Two separate projects build on the success of researchers at Imperial College London working on the Faraday Institution’s Multi-scale Modelling project and its subsequent Industry Sprint TOPBAT. The team has previously demonstrated significant opportunities for improvements in energy density at pack level, lifetime and cost optimising cell design for thermal management rather than exclusively for cell-level energy density, as is current industry practice.

The Power-Up project will establish the feasibility of manufacturing AMTE Power’s Ultra High Power cells in the UK, at volume. The aim is to have an automotive format cell ready for production at UKBIC by the end of the 12-month project. AMTE will engage with potential UK customers for these cells, providing them early mover advantage.

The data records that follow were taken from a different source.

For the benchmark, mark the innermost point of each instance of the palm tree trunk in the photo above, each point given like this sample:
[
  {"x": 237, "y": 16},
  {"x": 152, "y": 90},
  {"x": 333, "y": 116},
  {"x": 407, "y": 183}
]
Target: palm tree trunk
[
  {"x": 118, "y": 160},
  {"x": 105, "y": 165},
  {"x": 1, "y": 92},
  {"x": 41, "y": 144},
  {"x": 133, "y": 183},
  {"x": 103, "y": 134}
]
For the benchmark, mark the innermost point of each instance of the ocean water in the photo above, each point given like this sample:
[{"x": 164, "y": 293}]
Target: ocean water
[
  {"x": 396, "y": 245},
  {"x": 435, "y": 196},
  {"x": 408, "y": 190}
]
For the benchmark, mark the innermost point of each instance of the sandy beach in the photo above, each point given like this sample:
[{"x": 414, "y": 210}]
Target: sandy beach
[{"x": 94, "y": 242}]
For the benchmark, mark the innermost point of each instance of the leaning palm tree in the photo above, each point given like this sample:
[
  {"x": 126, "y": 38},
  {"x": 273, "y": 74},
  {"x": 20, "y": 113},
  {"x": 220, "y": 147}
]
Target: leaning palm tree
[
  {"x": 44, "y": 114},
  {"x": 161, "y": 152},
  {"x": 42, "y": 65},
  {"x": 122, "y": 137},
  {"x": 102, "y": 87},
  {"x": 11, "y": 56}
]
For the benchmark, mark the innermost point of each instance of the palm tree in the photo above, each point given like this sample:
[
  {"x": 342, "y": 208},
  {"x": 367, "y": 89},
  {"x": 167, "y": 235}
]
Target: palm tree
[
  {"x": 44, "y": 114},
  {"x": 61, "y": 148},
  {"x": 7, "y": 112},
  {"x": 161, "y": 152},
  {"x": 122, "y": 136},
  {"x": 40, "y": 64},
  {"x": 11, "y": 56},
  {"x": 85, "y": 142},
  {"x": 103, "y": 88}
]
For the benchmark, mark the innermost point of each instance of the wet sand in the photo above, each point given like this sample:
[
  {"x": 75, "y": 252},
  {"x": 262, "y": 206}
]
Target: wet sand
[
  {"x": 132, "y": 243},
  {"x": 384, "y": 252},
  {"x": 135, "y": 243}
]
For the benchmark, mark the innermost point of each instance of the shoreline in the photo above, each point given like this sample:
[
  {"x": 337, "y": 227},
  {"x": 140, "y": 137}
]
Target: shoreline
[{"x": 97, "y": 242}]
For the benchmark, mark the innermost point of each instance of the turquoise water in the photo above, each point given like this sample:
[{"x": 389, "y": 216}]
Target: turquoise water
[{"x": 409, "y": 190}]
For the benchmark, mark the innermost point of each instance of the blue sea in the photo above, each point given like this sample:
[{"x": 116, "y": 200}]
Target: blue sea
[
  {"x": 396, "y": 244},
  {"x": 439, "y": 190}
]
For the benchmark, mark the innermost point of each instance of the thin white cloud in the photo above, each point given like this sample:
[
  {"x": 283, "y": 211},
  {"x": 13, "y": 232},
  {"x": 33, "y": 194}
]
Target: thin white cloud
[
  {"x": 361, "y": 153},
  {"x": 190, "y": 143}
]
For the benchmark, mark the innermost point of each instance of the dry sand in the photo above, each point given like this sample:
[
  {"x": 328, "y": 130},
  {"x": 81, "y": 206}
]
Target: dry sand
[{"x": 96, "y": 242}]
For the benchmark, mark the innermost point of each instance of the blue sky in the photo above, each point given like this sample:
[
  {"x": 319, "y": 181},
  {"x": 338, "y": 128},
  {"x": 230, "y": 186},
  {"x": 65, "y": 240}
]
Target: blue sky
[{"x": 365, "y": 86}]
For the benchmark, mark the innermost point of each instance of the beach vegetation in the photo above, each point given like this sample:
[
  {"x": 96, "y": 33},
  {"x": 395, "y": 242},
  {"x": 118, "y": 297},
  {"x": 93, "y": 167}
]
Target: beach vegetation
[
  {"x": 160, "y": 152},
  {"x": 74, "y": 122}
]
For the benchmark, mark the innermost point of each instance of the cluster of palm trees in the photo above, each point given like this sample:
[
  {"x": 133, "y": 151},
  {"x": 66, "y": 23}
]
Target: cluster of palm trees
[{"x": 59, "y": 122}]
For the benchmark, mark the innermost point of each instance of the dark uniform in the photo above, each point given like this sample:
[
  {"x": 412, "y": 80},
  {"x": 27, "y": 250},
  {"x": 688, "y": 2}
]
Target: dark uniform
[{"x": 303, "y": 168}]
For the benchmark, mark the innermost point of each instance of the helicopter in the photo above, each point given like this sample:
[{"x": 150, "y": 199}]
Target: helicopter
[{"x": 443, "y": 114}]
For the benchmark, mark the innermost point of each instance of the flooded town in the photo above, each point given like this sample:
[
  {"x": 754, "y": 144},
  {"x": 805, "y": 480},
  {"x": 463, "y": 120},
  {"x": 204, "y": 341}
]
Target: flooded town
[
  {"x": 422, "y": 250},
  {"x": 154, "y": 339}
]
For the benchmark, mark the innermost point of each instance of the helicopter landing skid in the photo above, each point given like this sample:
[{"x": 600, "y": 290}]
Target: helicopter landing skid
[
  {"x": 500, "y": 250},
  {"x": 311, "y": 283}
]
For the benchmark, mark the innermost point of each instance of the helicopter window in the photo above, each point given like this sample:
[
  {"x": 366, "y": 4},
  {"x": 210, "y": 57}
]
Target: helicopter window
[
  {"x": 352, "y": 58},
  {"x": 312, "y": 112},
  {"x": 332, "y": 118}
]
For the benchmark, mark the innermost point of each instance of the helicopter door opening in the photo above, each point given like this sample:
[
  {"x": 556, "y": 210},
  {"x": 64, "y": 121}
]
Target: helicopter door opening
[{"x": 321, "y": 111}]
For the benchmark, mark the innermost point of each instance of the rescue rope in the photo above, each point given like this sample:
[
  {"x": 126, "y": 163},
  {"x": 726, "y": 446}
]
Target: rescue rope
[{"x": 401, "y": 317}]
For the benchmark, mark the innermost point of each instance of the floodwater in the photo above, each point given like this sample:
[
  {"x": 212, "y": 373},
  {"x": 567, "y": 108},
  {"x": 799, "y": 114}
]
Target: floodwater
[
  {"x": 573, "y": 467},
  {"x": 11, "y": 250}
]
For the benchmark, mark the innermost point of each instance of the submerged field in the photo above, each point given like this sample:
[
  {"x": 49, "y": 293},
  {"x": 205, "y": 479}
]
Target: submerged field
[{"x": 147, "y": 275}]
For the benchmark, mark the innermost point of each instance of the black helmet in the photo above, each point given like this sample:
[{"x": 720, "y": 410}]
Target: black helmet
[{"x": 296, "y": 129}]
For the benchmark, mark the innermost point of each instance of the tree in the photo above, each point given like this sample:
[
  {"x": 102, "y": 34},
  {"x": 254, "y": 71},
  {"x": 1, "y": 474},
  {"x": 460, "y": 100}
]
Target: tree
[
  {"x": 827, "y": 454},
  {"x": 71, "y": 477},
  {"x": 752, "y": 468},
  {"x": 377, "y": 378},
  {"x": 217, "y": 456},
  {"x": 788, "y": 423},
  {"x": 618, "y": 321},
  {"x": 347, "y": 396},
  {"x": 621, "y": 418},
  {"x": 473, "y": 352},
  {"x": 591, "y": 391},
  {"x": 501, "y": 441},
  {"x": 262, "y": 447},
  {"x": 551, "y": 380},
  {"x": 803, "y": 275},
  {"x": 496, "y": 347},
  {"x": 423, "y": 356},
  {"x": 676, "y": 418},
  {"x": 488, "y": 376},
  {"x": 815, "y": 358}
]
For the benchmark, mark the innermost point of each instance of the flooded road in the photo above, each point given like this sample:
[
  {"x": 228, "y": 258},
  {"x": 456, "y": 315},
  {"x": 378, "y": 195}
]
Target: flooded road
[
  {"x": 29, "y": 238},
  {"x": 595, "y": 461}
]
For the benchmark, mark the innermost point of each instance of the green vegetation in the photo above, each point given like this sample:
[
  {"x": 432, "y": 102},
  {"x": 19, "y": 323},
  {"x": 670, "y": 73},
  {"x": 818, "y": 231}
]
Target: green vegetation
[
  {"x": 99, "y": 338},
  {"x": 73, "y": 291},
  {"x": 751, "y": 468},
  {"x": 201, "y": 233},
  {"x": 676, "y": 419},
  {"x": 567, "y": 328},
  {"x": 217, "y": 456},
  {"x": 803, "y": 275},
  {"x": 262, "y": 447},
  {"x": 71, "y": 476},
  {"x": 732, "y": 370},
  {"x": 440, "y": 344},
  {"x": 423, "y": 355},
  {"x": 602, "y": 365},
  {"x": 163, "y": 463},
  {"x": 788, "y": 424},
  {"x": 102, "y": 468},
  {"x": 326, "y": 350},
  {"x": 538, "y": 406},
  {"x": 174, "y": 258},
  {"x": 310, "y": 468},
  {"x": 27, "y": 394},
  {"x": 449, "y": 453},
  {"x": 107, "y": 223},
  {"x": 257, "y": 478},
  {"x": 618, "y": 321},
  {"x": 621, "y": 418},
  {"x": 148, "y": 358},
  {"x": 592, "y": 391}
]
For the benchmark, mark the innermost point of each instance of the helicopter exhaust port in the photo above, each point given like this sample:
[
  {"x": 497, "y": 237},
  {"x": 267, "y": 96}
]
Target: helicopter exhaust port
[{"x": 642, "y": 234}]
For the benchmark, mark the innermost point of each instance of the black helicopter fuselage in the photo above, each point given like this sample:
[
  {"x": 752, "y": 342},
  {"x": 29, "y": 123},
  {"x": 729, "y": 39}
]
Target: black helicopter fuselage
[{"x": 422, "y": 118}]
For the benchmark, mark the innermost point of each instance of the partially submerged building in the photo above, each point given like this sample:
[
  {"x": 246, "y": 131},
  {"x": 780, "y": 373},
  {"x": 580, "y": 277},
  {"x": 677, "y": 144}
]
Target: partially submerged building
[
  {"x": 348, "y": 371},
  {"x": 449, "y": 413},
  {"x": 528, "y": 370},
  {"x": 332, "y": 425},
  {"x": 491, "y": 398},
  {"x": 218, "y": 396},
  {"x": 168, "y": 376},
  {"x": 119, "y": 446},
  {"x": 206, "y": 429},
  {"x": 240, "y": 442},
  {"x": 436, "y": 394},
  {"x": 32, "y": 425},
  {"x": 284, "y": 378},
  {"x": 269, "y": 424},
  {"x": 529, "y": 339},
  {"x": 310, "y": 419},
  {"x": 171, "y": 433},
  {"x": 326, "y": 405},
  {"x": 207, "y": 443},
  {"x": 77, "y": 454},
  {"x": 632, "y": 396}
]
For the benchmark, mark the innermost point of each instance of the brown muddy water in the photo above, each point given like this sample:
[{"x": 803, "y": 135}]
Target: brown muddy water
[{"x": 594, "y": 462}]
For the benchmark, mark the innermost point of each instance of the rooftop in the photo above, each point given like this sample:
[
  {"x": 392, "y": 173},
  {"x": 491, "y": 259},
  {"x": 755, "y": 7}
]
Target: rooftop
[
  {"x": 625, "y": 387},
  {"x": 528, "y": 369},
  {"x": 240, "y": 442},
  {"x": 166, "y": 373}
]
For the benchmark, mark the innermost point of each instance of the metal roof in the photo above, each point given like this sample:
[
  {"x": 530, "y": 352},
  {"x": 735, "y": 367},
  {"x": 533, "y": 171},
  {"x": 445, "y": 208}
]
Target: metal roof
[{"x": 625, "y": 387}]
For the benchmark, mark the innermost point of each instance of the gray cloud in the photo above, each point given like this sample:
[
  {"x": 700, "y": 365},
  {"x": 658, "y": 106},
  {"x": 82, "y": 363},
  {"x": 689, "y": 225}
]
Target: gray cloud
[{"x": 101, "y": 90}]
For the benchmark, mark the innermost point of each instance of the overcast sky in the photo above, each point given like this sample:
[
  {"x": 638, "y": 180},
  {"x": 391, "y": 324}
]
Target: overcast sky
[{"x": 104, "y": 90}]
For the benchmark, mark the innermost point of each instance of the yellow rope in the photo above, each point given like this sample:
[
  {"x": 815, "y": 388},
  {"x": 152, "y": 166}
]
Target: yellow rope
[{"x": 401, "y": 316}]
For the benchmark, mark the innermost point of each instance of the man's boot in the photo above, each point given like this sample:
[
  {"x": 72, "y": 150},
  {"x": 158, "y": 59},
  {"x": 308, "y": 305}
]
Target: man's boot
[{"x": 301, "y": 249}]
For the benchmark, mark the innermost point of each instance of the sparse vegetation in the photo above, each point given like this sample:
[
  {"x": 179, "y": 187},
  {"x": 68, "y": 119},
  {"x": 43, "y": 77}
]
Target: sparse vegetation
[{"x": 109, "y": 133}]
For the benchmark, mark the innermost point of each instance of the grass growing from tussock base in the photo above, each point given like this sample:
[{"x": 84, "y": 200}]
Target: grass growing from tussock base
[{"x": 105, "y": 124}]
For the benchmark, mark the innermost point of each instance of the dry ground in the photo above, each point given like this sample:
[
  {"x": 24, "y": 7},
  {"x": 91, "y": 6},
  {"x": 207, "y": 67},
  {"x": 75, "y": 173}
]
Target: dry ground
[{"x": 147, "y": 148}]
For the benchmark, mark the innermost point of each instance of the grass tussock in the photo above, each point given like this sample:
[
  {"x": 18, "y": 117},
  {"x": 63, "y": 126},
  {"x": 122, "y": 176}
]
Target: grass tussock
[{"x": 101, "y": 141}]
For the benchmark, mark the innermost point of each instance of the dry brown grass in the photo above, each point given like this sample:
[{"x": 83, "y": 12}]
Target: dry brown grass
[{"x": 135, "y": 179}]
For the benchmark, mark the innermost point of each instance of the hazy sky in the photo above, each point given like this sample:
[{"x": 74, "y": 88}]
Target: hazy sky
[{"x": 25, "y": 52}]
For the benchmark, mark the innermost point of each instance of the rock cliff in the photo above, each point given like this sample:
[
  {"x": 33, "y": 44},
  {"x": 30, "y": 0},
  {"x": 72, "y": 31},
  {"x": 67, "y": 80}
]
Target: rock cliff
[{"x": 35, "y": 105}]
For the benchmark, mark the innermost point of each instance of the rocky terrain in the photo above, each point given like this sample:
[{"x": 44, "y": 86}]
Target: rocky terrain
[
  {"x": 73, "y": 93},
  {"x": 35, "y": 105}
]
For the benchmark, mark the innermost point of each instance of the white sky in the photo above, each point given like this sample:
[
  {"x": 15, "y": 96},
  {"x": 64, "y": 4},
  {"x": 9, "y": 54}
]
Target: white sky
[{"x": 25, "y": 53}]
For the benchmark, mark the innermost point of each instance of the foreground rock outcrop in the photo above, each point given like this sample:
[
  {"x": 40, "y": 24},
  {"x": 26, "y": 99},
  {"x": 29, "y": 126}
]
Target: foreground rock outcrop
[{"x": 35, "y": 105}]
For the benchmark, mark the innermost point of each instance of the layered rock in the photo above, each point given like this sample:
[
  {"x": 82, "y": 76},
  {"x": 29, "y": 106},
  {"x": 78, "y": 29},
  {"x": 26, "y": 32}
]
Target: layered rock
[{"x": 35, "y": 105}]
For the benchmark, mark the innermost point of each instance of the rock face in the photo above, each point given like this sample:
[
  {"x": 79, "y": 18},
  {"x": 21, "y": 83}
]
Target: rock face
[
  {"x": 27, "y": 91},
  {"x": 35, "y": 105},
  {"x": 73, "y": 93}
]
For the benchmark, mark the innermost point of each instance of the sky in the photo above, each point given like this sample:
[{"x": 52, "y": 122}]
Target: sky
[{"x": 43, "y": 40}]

HIPERCARB (High performance hard carbon composites for Na-ion) builds on an existing relationship between the NEXGENNA project and one of its industry partners Deregallera and preliminary data generated by a Faraday Institution cohort PhD researcher at Lancaster University. HIPERCARB will screen composites based on hard carbons manufactured by Deregallera for use as possible anodes for sodium-ion batteries, optimising them to reduce cost and targeting an improvement in cell level energy density over 200Wh/kg, a step beyond current state-of-the-art, leading to the manufacture and testing of a pouch cell using the most promising anode material.